Es importante destacar que la criminalización de la protesta no es solo una cuestión de represión física o judicial; también se manifiesta a través de la estigmatización mediática y la construcción de narrativas que deslegitiman a los movimientos sociales. Los medios de comunicación, en su mayoría alineados con intereses gubernamentales o empresariales, juegan un papel crucial en la criminalización de la protesta al reducir los movimientos sociales a actos de vandalismo o violencia. Al enfocarse en los daños materiales provocados durante las manifestaciones, los medios desvían la atención de las causas profundas del descontento social y legitiman la represión estatal. Esta narrativa estigmatizante contribuye a la construcción de un imaginario social en el que los manifestantes son percibidos como delincuentes o agitadores, lo que justifica el uso del derecho penal para silenciar sus demandas.

El impacto de la criminalización de la protesta en México es profundo y devastador. No solo erosiona la confianza en las instituciones democráticas, sino que también limita el espacio para la participación ciudadana y el diálogo social. Al recurrir al derecho penal para reprimir el descontento social, el Estado envía un mensaje de intolerancia hacia la disidencia, lo que socava los principios fundamentales de la democracia. La protesta es un derecho, no un privilegio, y su criminalización representa una violación grave de los derechos humanos. Más aún, la criminalización selectiva de ciertos movimientos sociales perpetúa las desigualdades estructurales que estos mismos movimientos buscan combatir, creando un círculo vicioso de represión y exclusión.

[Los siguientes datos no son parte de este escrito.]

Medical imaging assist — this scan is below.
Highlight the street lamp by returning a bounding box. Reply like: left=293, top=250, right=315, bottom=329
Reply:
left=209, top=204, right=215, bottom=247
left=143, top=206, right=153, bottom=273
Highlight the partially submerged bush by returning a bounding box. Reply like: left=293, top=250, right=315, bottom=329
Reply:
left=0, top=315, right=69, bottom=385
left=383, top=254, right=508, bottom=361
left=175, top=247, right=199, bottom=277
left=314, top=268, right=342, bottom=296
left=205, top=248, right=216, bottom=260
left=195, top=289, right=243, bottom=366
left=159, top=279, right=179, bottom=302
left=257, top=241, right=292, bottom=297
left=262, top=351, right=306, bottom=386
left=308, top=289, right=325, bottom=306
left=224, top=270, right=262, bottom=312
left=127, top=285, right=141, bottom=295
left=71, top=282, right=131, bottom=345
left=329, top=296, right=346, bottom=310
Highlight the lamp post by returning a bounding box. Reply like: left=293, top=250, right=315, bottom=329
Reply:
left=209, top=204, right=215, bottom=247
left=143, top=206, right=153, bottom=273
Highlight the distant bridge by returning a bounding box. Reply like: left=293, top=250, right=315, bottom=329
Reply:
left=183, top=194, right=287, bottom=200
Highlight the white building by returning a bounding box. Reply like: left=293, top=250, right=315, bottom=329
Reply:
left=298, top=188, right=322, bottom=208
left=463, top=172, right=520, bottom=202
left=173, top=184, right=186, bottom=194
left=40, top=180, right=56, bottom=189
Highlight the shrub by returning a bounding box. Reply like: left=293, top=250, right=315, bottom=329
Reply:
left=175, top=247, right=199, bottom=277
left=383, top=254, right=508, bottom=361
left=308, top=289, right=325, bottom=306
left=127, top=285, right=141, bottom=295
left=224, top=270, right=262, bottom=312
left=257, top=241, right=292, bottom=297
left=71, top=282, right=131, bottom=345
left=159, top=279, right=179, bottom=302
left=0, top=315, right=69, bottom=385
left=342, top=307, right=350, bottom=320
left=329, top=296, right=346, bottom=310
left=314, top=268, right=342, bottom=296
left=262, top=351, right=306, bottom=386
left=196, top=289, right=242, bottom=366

La criminalización de los movimientos sociales y la protesta en México es una estrategia que revela las limitaciones de la democracia en el país. El uso del derecho penal como herramienta de represión refleja una incapacidad del Estado para resolver los conflictos sociales de manera pacífica y justa. En lugar de reprimir el descontento, el Estado debería garantizar el derecho a la protesta y fomentar el diálogo con los movimientos sociales. La criminalización de la protesta no es unicamente una violación de derechos, sino un síntoma de una democracia en crisis que necesita urgentemente ser reformada para atender las demandas legítimas de sus ciudadanos.